EL BAúL DE MANUEL
› Por Manuel Fernández López
Treinta años no son poca cosa para un país. Y desde hace treinta años domina una política económica economicista, así llamada por informar los rasgos del cálculo económico de los agentes individuales. Y ocurre que en la mayoría de los casos los intereses se contraponen. Decía Adam Smith: “En todas partes los salarios corrientes dependen del convenio que es común realizar entre dos partes, cuyos intereses no son, en modo alguno, idénticos”. La teoría económica posterior mostró que la demanda de trabajo depende de la productividad del trabajo, y la oferta de trabajo, de la desutilidad del mismo. Adoptar el criterio de la empresa implica hundir al trabajador y es lo que el Estado hace. Ocurre que la política económica no puede ignorar la ética: la economía puede organizar los medios, pero los fines tienen que provenir de la ética. La función mediadora del Estado, como órgano de la cohesión social, no puede basarse en asumir los intereses de unos u otros, sino referirse a criterios superiores. No a maximizar la utilidad individual, o la ganancia empresarial, o comprar al precio más bajo. Por poner otro ejemplo: la teoría neoclásica dice que el consumidor alcanza la máxima satisfacción cuando la utilidad marginal de cada bien dividida por su precio, es igual para todos los bienes. Un país que impone arancel cero para todos los bienes puede surtirse de cada bien al precio más bajo en el mundo. Pero con cada bien importado clausurará su propia producción y despedirá a sus trabajadores. Estos podrán comprar al precio más barato del mundo, pero no dispondrán de ingresos. Los fines de la política económica, pues, no pueden coincidir con los fines de los individuos que integran la sociedad. Francisco Valsecchi (1907-1992) planteó en 1956, al incorporarse a la Academia Nacional de Ciencias Económicas, que “los valores humanos constituyen el criterio supremo de la estructuración de la vida económica, para que el hombre encuentre en ella no obstáculos, sino incentivos al pleno desarrollo de su personalidad”. En 1976, al comenzar el actual modelo, se vio retroceder a las economías regionales, perder capacidad empresarial por cierre de plantas y deteriorarse el capital humano en virtud de su desempleo. Remediar aquello, ¿podía dejarse libremente al mercado, o el Estado debía participar, fijando rumbos y contribuyendo activamente a un mejor resultado?

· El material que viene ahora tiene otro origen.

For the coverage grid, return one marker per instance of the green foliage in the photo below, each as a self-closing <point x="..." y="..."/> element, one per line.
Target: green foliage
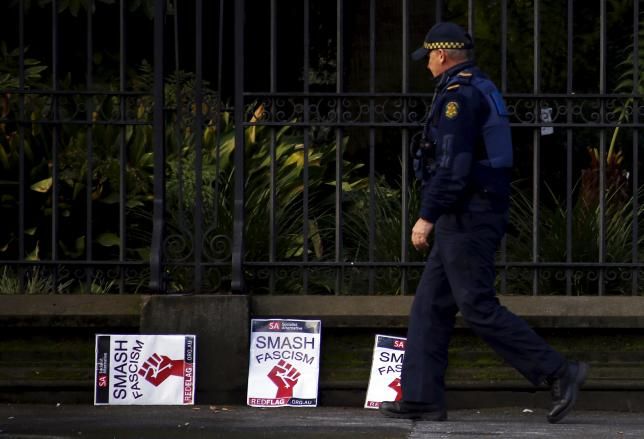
<point x="619" y="218"/>
<point x="388" y="221"/>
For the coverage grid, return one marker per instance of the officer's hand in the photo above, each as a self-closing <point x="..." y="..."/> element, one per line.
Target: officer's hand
<point x="420" y="233"/>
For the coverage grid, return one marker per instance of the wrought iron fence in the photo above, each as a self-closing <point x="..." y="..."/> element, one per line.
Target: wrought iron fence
<point x="262" y="146"/>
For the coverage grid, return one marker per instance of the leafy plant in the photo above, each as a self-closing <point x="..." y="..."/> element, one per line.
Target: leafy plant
<point x="619" y="216"/>
<point x="388" y="210"/>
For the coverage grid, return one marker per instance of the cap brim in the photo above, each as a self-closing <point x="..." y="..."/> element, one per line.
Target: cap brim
<point x="419" y="54"/>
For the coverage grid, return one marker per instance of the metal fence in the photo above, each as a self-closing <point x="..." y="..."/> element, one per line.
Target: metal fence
<point x="262" y="146"/>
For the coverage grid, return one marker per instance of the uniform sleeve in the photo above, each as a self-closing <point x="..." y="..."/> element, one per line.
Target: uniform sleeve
<point x="457" y="130"/>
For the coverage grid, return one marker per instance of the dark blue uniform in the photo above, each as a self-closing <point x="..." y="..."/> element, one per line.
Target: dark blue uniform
<point x="465" y="192"/>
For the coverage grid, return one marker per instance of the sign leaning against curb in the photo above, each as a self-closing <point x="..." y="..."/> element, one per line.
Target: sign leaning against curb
<point x="144" y="369"/>
<point x="284" y="363"/>
<point x="384" y="381"/>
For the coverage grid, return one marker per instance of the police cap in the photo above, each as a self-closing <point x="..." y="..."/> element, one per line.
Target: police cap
<point x="444" y="35"/>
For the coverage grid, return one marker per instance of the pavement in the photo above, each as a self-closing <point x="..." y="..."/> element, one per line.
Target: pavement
<point x="61" y="421"/>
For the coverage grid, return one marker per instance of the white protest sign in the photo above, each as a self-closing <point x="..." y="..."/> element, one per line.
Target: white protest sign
<point x="284" y="363"/>
<point x="384" y="381"/>
<point x="144" y="369"/>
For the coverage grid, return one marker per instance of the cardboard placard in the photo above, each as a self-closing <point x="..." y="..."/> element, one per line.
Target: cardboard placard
<point x="384" y="380"/>
<point x="284" y="363"/>
<point x="144" y="369"/>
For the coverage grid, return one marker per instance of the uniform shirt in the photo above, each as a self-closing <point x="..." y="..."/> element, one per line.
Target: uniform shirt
<point x="455" y="123"/>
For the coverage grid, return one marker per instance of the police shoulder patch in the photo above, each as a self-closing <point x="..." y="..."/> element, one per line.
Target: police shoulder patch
<point x="451" y="109"/>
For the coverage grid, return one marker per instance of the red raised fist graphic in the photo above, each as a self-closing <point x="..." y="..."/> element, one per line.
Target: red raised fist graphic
<point x="285" y="377"/>
<point x="395" y="384"/>
<point x="158" y="368"/>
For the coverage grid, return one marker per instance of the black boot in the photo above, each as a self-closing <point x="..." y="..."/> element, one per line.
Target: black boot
<point x="413" y="410"/>
<point x="565" y="389"/>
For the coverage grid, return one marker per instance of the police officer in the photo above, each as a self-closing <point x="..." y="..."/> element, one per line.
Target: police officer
<point x="464" y="161"/>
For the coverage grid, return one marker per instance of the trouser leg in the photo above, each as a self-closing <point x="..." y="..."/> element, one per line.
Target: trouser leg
<point x="431" y="322"/>
<point x="468" y="243"/>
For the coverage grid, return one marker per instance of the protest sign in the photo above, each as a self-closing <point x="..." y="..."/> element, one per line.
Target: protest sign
<point x="384" y="381"/>
<point x="144" y="369"/>
<point x="284" y="363"/>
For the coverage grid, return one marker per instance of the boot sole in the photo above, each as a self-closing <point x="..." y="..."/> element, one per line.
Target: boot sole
<point x="430" y="416"/>
<point x="580" y="379"/>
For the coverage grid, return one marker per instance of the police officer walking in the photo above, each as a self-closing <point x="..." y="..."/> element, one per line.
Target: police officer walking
<point x="464" y="161"/>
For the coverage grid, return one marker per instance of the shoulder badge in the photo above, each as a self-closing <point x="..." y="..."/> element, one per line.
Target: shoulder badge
<point x="451" y="109"/>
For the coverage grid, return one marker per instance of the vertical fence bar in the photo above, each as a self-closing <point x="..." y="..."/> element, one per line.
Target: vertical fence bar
<point x="504" y="88"/>
<point x="89" y="110"/>
<point x="237" y="283"/>
<point x="339" y="136"/>
<point x="55" y="131"/>
<point x="198" y="130"/>
<point x="602" y="145"/>
<point x="21" y="136"/>
<point x="305" y="171"/>
<point x="122" y="147"/>
<point x="404" y="153"/>
<point x="504" y="46"/>
<point x="536" y="167"/>
<point x="272" y="224"/>
<point x="569" y="146"/>
<point x="179" y="131"/>
<point x="158" y="214"/>
<point x="636" y="207"/>
<point x="372" y="142"/>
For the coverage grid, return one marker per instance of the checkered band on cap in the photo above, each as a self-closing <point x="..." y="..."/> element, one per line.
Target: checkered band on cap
<point x="443" y="45"/>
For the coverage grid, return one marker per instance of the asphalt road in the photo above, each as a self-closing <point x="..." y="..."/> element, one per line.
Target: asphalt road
<point x="24" y="421"/>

En 1979 Francisco Valsecchi respondió a la huida del Estado y a ignorar los valores humanos: “El Estado no puede autoexcluirse de ciertas acciones, ni excluir de sus beneficios a clases sociales, sectores productivos o regiones geográficas. El Estado debe ordenar la organización económica para asegurar los valores humanos. Así, la economía queda al servicio del hombre. Las fuerzas ciegas del mercado no llevan la economía al servicio del hombre”, 1º) por ser un modelo excluyente, en que “la producción no se realiza en beneficio de la gran masa de los consumidores”; 2º) por su “falla congénita, cual es la inestabilidad del sistema”; 3º) por conducir a “pronunciadas y crecientes desigualdades entre las clases sociales”; y 4º) porque la economía sin control social “no permite que la libertad sea gozada por los económicamente débiles o por los que no tienen las mismas oportunidades en los puntos de partida”. Debe el poder público 1º) actuar para “prevenir y corregir las deficiencias y los excesos que pudieran resultad de la libre iniciativa privada y del libre juego del mercado”; 2º) asistir y promover las actividades económicas y privadas que sean conformes con el bien común, para tornarlas más eficaces o para hacerlas surgir donde no existan. El Estado, decía Valsecchi, no debe renunciar, en el campo de la producción, a “fomentar éste o aquel ramo de actividad, considerado indispensable para la prosperidad del país”; “fijar precios a productos esenciales” y crear “juntas reguladoras de compra y venta de ellos”, “restringir áreas cultivadas con indemnización a los productores”; imponer “derechos de aduana protectores de industrias incipientes”; conceder “subsidios para colmar la diferencia entre costos y precios”; otorgar “créditos de fomento a actividades fundamentales”; atribuir “privilegios especiales mediante deducciones o exenciones fiscales”. En el área del consumo, el poder público debe adoptar “medidas dirigidas a proteger a las clases populares, mediante la fijación de precios de bienes y servicios considerados indispensables en el presupuesto familiar”. En materia de distribución, el Estado ejerce la política social “destinada a beneficiar a los trabajadores en relación de dependencia”. El poder público debe intervenir “para lograr que la repartición de los ingresos se inspire en los principios de la justicia social”.